Sionista

Yo nací sionista. Esa condición no me ha abandonado en mis sesenta años de vida. Soy sionista porque soy judío, pero sobre todo aplica la inversa: soy judío porque soy sionista. Cuando yo nací en Afula, cuando yo crecí mis primeros meses en un kibutz, cuando aprendí a caminar en Beer-Sheva, ya era sionista. Cuando mi primera maestra, ya en Montevideo, preguntó mi nombre,  ella me hizo saber que yo era sionista. Desde el momento en que uno adquiere consciencia de sí mismo más allá del entorno familiar e íntimo, yo siempre supe que era sionista. Israel, el hebreo, y la noción del eterno y permanente retorno, son parte de mí desde siempre.

Yo soy un hijo del Sionismo. Unió a mis padres, marcó su derrotero y su destino, su percepción del mundo, su sentido de la vida. En casa no se hablaba de Europa o la Shoá; en casa se hablaba del kibutz, del calor en Afula aquel 31 de julio de 1957, de los arenales del Neguev que se veían desde las ventanas del “shikun” (barrio) donde vivíamos en Beer-Sheva; último bastión de la precaria civilización israelí frente a la magnitud del desierto. En casa se escuchaba a Yaffa Yarkoni y se leía Bialik. En casa los amigos eran israelíes, “shlijim” (enviados, educadores).

Cuando nací Israel no tenía todavía diez años. Así de precaria era la existencia, todavía racionada. Había pocas sombras para proyectar en aquellos páramos a los que las viejas fotos me transportan. Había poca comida, y la mejor comida era cara; así me cuentan. No había turismo; Israel era todavía sólo un refugio. Hacer “aliá” (emigrar, “ascender” a Israel) era un auto-exilio en aras del desexilio nacional definitivo. Era un viaje en barco sin retorno vía algún puerto mediterráneo para desembarcar aquella costa lineal y agreste, con Haifa extendida tímidamente sobre el Carmel. Diez años más tarde, en 1967, Israel cambió para siempre; cincuenta y un años más tarde, el cambio no se detiene. Cuando pisé Israel por primera vez con consciencia adulta ya tenía quince años y mi propio sionismo, ya ideologizado. Qué hicieron mis padres, largamente “iordim” (emigrados, “descendidos” desde Israel), con el suyo, eso es otra historia. Yo habría de escribir la mía cumpliendo mi propia profecía: hacer “aliá”.

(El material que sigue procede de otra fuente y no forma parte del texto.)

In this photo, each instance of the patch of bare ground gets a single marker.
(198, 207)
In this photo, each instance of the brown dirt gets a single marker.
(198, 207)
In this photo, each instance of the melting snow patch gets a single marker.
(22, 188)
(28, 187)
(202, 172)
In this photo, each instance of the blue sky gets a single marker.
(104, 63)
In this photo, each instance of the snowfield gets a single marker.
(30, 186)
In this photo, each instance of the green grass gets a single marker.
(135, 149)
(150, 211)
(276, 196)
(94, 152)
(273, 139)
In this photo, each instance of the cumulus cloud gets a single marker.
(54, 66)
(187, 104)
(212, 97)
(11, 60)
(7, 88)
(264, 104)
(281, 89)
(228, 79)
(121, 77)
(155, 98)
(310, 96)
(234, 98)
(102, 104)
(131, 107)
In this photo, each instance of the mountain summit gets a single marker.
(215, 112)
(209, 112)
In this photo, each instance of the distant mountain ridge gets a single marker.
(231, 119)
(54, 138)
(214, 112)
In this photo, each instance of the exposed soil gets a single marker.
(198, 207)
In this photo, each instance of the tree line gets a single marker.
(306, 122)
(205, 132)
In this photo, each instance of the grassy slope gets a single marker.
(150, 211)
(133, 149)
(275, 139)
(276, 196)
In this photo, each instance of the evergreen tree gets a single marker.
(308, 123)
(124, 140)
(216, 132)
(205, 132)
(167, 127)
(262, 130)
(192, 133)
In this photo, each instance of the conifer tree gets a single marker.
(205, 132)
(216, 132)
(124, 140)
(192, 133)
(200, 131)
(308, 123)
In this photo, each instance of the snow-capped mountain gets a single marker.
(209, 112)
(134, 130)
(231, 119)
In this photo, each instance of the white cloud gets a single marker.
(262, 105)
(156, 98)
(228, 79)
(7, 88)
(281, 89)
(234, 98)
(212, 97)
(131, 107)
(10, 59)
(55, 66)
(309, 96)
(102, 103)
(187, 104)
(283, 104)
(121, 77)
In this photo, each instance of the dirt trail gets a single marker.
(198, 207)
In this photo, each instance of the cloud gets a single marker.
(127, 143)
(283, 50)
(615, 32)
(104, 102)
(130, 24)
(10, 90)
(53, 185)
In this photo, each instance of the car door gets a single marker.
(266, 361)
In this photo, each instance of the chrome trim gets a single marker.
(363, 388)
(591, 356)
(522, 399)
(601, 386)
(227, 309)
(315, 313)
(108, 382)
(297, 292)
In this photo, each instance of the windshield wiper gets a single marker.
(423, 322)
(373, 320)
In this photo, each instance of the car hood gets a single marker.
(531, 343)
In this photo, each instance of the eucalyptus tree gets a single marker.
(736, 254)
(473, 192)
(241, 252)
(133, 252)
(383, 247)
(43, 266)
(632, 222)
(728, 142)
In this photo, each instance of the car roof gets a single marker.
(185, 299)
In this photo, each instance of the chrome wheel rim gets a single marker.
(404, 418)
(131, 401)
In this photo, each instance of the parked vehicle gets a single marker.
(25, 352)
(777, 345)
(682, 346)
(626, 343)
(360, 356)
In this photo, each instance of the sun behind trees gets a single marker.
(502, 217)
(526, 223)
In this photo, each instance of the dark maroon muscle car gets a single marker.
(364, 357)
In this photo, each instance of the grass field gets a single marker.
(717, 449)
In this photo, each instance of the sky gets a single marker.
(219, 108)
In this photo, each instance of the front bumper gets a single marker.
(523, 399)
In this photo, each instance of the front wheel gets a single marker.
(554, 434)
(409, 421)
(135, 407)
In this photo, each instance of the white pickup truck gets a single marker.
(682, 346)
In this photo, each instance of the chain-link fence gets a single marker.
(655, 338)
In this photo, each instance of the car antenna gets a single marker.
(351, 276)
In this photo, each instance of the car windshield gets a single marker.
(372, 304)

Hoy soy también yo un “iored”. El concepto ha caído en desuso, pero yo soy digno hijo de mis padres y todavía guardo el peso de aquel estigma. Soy “iored” precisamente porque sigo siendo sionista. No vivo en Israel, pero soy sionista, y por lo tanto seré siempre un “iored”, el que no cumplió la profecía. En estos cuarenta años de exilio, como nuestros antepasados en Babilonia allá por el 586 AC, me convertí en judío: cultivé la sinagoga y la lectura, anhelé Sión, y construí comunidad. Aprendí los fundamentos del rezo, la aproximación al texto, me asomé al Talmud, y empecé a comprender la magnitud de nuestra genealogía de la palabra. No han sido años en vano, todo lo contrario; soy más cabalmente judío que cuando nací y crecí.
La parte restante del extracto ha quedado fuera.